But see to it that none of this comes to the hearing of the uninformed, that is to say, to those caught up with the things of the world, who imagine that there is nothing beyond instances of individual being and who think that by their own intellectual resources they can have a direct knowledge of him who has made the shadows his hiding place. And if initiation into the divine is beyond such people, what is to be said of those others, still more uninformed, who describe the transcendent Cause of all things in terms derived from the lowest orders of being, and who claim that it is in no way superior to the godless, multiformed shapes they themselves have made? What has actually to be said about the Cause of everything is this. Since it is the Cause of all beings, we should posit and ascribe to it all the affirmations we make in regard to beings, and, more appropriately, we should negate all these affirmations, since it surpasses all being. Now we should not conclude that the negations are simply the opposites of the affirmations, but rather that the cause of all is considerably prior to this, beyond privations, beyond every denial, beyond every assertion.
It’s obvious to see where the author of the Cloud of Unknowing drew his inspiration for alerting (time and time again) the earnest adept to avoid those who approach the subject matter with profane minds. Yea, it’s not meant for anyone just out of idle curiosity. Instead, it’s meant for those Noble Ones who will apply the effort and “will” necessary to respond in body, mind, and spirit to what transcendent treasures are being freely given unto them. Are you in earnest over your own spiritual cultivation? And all this business about a “prime cause” has to do with those who are purely dualists, who have to divide everything into creator and created. They cling to the apparent created order and the creatures that dwell therein. In point of fact, the Prime Antecedent is not concerned with either affirmations or negations, for IT is beyond any such limited assertions. IT is beyond beingness itself and one needs to draw nigh and cuddle-up with this Transcendent Reality.

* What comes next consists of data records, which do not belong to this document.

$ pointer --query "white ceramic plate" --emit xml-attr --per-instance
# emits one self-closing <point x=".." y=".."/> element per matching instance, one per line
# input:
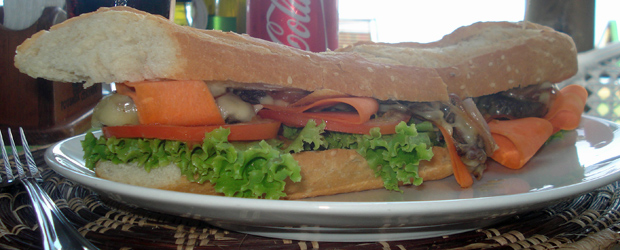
<point x="583" y="160"/>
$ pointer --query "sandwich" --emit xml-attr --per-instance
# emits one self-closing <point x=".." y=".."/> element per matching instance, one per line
<point x="219" y="113"/>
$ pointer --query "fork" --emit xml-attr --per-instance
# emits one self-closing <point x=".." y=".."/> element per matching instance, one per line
<point x="56" y="229"/>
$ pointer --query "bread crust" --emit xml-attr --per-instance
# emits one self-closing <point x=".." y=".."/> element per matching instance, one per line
<point x="326" y="172"/>
<point x="195" y="54"/>
<point x="486" y="57"/>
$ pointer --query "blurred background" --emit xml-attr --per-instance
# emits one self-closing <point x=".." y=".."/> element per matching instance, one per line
<point x="426" y="21"/>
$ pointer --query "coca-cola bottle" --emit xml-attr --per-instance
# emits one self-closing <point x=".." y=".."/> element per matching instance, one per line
<point x="305" y="24"/>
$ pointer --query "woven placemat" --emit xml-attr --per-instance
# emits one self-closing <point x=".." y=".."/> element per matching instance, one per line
<point x="590" y="221"/>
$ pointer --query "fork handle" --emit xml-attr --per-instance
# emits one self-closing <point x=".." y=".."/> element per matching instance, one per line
<point x="57" y="231"/>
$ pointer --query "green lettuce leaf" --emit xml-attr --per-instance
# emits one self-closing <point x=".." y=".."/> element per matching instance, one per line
<point x="251" y="170"/>
<point x="395" y="158"/>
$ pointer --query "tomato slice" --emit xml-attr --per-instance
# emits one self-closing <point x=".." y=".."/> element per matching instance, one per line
<point x="251" y="131"/>
<point x="386" y="124"/>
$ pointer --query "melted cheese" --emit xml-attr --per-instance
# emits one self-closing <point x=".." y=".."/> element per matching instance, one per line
<point x="233" y="109"/>
<point x="115" y="110"/>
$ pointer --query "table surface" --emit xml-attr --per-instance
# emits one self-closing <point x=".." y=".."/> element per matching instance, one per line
<point x="590" y="221"/>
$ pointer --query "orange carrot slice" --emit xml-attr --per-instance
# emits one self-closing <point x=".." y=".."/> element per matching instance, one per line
<point x="365" y="107"/>
<point x="519" y="140"/>
<point x="183" y="103"/>
<point x="461" y="174"/>
<point x="565" y="112"/>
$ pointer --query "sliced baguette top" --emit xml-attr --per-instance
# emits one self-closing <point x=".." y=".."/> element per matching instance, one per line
<point x="486" y="57"/>
<point x="122" y="44"/>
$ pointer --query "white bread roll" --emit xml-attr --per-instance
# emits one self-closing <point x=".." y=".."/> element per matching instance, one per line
<point x="486" y="57"/>
<point x="122" y="44"/>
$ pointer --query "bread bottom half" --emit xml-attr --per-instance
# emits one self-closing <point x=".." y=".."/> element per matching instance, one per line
<point x="327" y="172"/>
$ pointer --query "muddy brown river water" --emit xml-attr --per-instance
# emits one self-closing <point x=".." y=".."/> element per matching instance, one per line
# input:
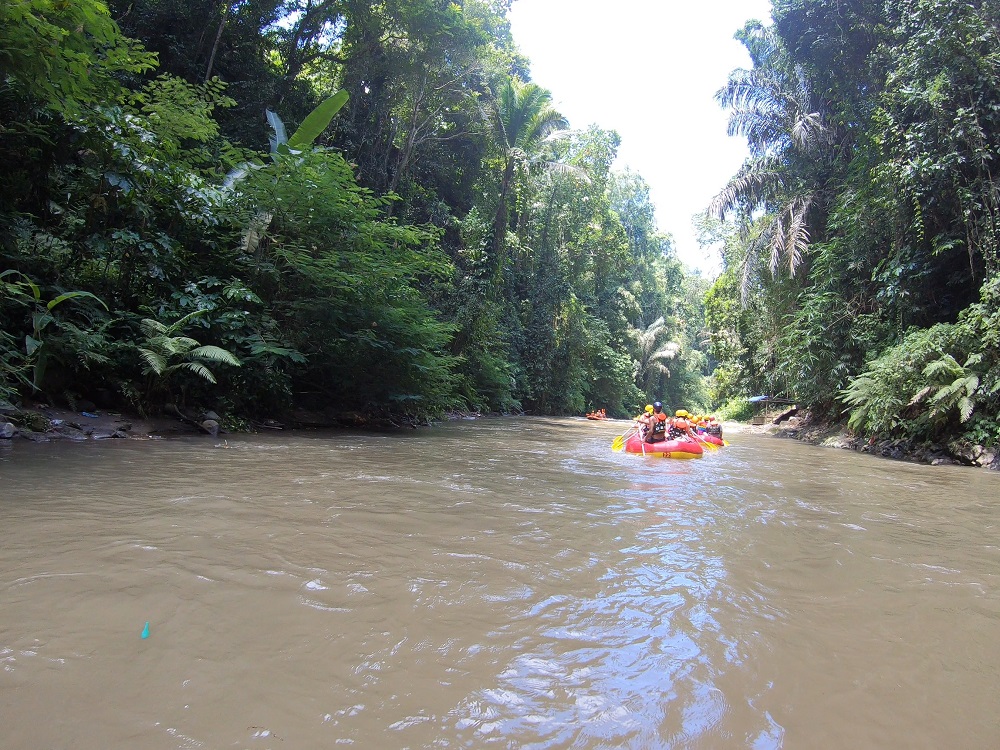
<point x="506" y="583"/>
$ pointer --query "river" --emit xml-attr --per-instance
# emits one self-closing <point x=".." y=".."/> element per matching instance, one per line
<point x="503" y="583"/>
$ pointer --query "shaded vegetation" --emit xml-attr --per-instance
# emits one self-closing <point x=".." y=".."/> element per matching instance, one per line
<point x="861" y="255"/>
<point x="432" y="235"/>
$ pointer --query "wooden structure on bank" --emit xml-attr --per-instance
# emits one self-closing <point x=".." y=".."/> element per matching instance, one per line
<point x="774" y="410"/>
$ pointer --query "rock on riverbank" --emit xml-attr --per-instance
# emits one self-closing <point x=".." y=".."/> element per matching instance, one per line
<point x="834" y="435"/>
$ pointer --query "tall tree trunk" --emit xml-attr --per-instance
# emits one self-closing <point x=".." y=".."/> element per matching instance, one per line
<point x="215" y="44"/>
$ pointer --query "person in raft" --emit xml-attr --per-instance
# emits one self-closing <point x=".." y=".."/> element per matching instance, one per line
<point x="680" y="426"/>
<point x="657" y="422"/>
<point x="645" y="421"/>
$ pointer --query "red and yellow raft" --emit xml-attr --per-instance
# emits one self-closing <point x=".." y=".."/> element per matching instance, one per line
<point x="664" y="448"/>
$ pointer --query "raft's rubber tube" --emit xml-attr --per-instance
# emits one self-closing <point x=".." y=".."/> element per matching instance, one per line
<point x="664" y="448"/>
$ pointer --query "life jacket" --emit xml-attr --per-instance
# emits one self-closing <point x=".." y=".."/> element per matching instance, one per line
<point x="678" y="427"/>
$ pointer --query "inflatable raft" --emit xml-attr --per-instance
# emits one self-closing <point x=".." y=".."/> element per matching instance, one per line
<point x="664" y="448"/>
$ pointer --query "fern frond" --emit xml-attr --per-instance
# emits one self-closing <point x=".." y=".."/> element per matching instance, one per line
<point x="197" y="368"/>
<point x="965" y="409"/>
<point x="154" y="362"/>
<point x="215" y="354"/>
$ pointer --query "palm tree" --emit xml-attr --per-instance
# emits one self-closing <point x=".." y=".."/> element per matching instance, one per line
<point x="773" y="107"/>
<point x="521" y="118"/>
<point x="653" y="355"/>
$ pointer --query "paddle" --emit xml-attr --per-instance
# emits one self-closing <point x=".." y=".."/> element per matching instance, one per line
<point x="619" y="442"/>
<point x="710" y="446"/>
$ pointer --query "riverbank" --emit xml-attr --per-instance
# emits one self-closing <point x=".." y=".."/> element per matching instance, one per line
<point x="833" y="435"/>
<point x="42" y="423"/>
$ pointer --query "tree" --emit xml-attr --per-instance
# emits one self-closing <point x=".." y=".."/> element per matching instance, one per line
<point x="522" y="117"/>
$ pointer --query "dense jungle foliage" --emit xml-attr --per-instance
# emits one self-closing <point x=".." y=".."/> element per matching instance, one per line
<point x="431" y="235"/>
<point x="862" y="270"/>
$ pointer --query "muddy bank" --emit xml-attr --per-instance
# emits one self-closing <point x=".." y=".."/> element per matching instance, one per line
<point x="43" y="423"/>
<point x="804" y="427"/>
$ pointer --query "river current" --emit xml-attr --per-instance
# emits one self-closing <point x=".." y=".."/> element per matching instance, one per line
<point x="506" y="583"/>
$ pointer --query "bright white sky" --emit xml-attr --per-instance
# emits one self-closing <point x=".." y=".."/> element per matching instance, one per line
<point x="648" y="69"/>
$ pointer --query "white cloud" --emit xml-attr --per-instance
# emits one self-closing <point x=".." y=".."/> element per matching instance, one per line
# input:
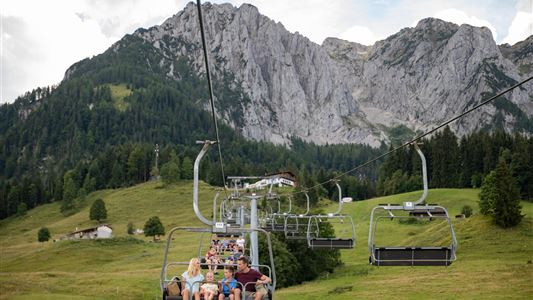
<point x="460" y="17"/>
<point x="59" y="33"/>
<point x="360" y="34"/>
<point x="520" y="29"/>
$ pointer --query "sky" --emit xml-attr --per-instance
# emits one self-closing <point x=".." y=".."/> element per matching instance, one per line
<point x="39" y="39"/>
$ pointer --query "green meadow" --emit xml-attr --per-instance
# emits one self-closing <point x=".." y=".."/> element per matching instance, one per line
<point x="492" y="263"/>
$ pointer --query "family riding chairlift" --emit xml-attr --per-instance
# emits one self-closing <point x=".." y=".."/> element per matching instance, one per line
<point x="411" y="255"/>
<point x="315" y="238"/>
<point x="215" y="227"/>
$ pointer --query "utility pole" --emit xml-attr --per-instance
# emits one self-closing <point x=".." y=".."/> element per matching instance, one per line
<point x="156" y="150"/>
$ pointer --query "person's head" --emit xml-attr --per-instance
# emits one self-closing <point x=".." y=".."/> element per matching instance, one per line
<point x="228" y="272"/>
<point x="194" y="267"/>
<point x="209" y="276"/>
<point x="242" y="263"/>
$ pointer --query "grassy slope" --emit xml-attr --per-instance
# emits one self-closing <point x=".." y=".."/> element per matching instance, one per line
<point x="492" y="263"/>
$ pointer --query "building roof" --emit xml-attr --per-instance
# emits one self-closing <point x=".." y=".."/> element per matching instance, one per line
<point x="90" y="229"/>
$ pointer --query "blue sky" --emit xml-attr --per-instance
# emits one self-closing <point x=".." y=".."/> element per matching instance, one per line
<point x="41" y="39"/>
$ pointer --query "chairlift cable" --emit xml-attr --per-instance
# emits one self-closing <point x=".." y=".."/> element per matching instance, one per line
<point x="211" y="96"/>
<point x="416" y="138"/>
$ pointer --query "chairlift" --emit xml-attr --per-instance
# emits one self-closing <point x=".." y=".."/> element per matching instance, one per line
<point x="317" y="240"/>
<point x="411" y="255"/>
<point x="214" y="227"/>
<point x="296" y="225"/>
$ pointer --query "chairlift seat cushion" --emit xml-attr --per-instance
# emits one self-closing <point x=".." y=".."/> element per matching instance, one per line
<point x="331" y="243"/>
<point x="412" y="256"/>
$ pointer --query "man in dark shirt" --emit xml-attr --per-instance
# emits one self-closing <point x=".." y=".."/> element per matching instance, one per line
<point x="255" y="279"/>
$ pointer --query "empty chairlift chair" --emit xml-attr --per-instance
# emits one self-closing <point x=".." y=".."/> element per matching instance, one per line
<point x="417" y="255"/>
<point x="317" y="240"/>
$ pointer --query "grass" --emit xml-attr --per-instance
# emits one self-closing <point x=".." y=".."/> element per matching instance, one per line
<point x="492" y="262"/>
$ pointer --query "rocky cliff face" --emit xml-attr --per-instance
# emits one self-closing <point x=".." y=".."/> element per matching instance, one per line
<point x="343" y="92"/>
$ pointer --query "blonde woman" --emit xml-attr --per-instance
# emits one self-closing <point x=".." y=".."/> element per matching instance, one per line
<point x="192" y="279"/>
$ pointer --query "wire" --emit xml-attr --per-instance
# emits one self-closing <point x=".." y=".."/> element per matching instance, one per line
<point x="211" y="97"/>
<point x="416" y="138"/>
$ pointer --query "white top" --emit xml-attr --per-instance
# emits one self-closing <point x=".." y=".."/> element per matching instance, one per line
<point x="193" y="282"/>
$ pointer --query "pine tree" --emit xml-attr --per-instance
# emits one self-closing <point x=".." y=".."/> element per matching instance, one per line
<point x="154" y="227"/>
<point x="98" y="211"/>
<point x="186" y="168"/>
<point x="488" y="194"/>
<point x="22" y="208"/>
<point x="170" y="173"/>
<point x="131" y="228"/>
<point x="507" y="209"/>
<point x="70" y="191"/>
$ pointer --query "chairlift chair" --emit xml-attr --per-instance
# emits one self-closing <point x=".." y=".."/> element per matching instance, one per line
<point x="411" y="255"/>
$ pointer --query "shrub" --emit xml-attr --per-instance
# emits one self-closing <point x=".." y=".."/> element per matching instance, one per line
<point x="467" y="211"/>
<point x="43" y="235"/>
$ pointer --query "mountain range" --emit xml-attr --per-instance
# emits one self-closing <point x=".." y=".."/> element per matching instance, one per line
<point x="344" y="92"/>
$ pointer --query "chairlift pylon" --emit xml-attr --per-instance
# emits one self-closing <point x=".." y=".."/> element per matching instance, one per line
<point x="411" y="255"/>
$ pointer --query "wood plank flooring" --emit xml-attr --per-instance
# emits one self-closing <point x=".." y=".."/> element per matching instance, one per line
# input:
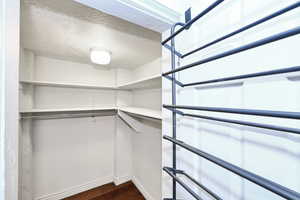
<point x="126" y="191"/>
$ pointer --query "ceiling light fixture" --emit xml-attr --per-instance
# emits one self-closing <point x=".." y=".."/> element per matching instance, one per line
<point x="100" y="56"/>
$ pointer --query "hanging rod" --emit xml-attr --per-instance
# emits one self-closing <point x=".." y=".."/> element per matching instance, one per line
<point x="188" y="24"/>
<point x="265" y="183"/>
<point x="258" y="74"/>
<point x="265" y="113"/>
<point x="245" y="123"/>
<point x="240" y="49"/>
<point x="178" y="180"/>
<point x="253" y="24"/>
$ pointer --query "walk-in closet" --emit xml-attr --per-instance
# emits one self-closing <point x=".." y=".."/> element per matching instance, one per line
<point x="85" y="124"/>
<point x="149" y="100"/>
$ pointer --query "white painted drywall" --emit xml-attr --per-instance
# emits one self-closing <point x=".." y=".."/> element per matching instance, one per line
<point x="54" y="70"/>
<point x="42" y="140"/>
<point x="146" y="154"/>
<point x="9" y="136"/>
<point x="274" y="155"/>
<point x="149" y="69"/>
<point x="72" y="155"/>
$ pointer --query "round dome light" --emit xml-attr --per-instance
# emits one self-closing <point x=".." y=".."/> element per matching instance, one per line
<point x="102" y="57"/>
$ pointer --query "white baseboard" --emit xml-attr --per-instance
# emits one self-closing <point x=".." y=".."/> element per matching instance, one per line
<point x="122" y="179"/>
<point x="142" y="189"/>
<point x="76" y="189"/>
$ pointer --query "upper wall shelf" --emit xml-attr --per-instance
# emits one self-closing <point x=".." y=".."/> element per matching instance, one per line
<point x="145" y="83"/>
<point x="149" y="82"/>
<point x="67" y="85"/>
<point x="63" y="110"/>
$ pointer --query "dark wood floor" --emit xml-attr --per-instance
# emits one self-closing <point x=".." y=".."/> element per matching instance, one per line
<point x="126" y="191"/>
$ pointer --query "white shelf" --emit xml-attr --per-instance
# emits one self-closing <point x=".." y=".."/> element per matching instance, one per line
<point x="41" y="111"/>
<point x="68" y="85"/>
<point x="142" y="111"/>
<point x="145" y="83"/>
<point x="149" y="82"/>
<point x="156" y="114"/>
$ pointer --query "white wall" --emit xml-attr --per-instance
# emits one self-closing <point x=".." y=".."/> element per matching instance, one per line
<point x="149" y="69"/>
<point x="147" y="160"/>
<point x="9" y="136"/>
<point x="72" y="155"/>
<point x="271" y="154"/>
<point x="62" y="157"/>
<point x="96" y="150"/>
<point x="48" y="69"/>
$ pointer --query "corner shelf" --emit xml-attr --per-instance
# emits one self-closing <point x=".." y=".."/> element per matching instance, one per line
<point x="145" y="112"/>
<point x="67" y="85"/>
<point x="150" y="113"/>
<point x="145" y="83"/>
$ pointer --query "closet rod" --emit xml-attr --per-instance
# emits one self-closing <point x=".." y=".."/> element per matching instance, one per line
<point x="244" y="123"/>
<point x="253" y="24"/>
<point x="264" y="113"/>
<point x="265" y="183"/>
<point x="261" y="42"/>
<point x="188" y="24"/>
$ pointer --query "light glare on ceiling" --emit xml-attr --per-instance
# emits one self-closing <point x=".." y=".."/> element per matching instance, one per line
<point x="102" y="57"/>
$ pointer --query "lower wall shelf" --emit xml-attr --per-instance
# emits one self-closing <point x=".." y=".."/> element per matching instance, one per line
<point x="142" y="111"/>
<point x="145" y="112"/>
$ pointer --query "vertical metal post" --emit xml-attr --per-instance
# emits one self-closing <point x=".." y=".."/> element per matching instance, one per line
<point x="173" y="64"/>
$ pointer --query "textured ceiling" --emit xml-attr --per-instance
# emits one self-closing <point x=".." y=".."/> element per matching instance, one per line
<point x="67" y="30"/>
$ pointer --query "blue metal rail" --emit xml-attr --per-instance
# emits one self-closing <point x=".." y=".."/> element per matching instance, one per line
<point x="177" y="109"/>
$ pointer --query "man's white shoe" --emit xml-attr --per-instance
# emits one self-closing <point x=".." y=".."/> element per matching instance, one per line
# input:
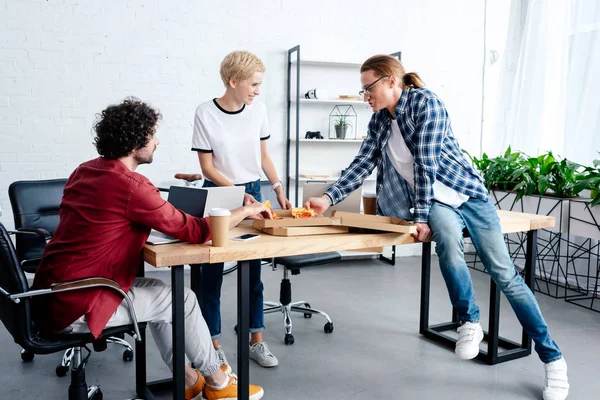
<point x="469" y="336"/>
<point x="260" y="353"/>
<point x="557" y="382"/>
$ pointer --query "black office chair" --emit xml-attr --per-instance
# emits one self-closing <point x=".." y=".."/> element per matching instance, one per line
<point x="35" y="207"/>
<point x="15" y="313"/>
<point x="285" y="305"/>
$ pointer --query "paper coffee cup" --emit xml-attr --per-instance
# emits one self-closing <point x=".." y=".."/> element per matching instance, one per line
<point x="370" y="203"/>
<point x="218" y="219"/>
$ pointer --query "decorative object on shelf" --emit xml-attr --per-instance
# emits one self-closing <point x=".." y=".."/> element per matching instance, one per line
<point x="313" y="135"/>
<point x="349" y="97"/>
<point x="314" y="94"/>
<point x="343" y="119"/>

This, at least, is what was taught by the blessed Bartholomew. He says that the Word of God is vast and minuscule, that the Gospel is wide-ranging and yet restricted. To me it seems that in this he is extraordinarily shrewd, for he has grasped that the good cause of all is both eloquent and taciturn, indeed wordless. It has neither word nor act of understanding, since it is on a plane above all this, and it is made manifest only to those who travel through foul and fair, who pass beyond the summit of every holy ascent, who leave behind them every divine light, every voice, every word from heaven, and who plunge into the darkness where, as scripture proclaims, there dwells the One who is beyond all things. It is not for nothing that the blessed Moses is commanded to submit first to purification and then to depart from those who have not undergone this. When every purification is complete, he hears the many voiced trumpets. He sees the many lights, pure and with rays streaming abundantly. Then, standing apart from the crowds and accompanied by chosen priests, he pushes ahead to the summit of the divine ascents. And yet he does not meet God himself, but contemplates, not him who is invisible, but rather where he dwells. This means, I presume, that the holiest and highest of the things perceived with the eye of the body or the mind are but the rationale which presupposes all that lies below the Transcendent One. Through them, however, his unimaginable presence is shown, walking the heights of those holy places to which the mind at least can rise. But then he [Moses] breaks free of them, away from what sees and is seen, and he plunges into the truly mysterious darkness of unknowing. Here, renouncing all that the mind may conceive, wrapped entirely in the intangible and the invisible, he belongs completely to him who is beyond everything. Here, being neither oneself nor someone else, one is supremely united to the completely unknown by an inactivity of all knowledge, and knows beyond the mind by knowing nothing.
The reference to Bartholomew is a metaphor for religious authority. In this way his work could not be looked upon with suspicion from the dogmatic overlords. By and large he is saying here that the Truth is beyond all categorical imperatives, “indeed, it is a WORDLESS affair.” Quite in league with Lankavatarian teachings. The Wordless and Imageless-One dwells in that Primordial Darkness THAT is Prior-to any manifestations from the phenomenal world. Velvety—immersed in Holy Ascent. The one from scripture who best encapsulates this being bathed in this Divine Darkness is Moses—the one who first encountered the Unknown God on Mount Sinai in the Cloud of Unknowing Itself.
At the top of Mount Sinai, the stage is set for a plunge into what became a famous cloud of unknowing. “But then he [Moses] breaks free of them, away from what sees and is seen, and he plunges into the truly mysterious darkness of unknowing. Here, renouncing all that the mind may conceive, wrapped entirely in the intangible and the invisible, he belongs completely to him who is beyond everything. Here, being neither oneself nor someone else, one is supremely united to the completely unknown [God] by an inactivity of all knowledge, and knows beyond the mind by knowing nothing.” (Paul Rorem, The Dionysian Mystical Theology, pg. 18)
In a very authentically-real sense, Moses entered into the darkness where God was. THAT hidden place where the Absolute dwells. Bearing the markless mark of Agnosia—the luminous darkness of UN-knowing. In meditative terms a deep and abiding Samadhi—apparently asleep but fully Aware. The very tabernacle of your Spirit-within. Moses amid Sinai’s darkness became and will be exemplar for all centuries to come.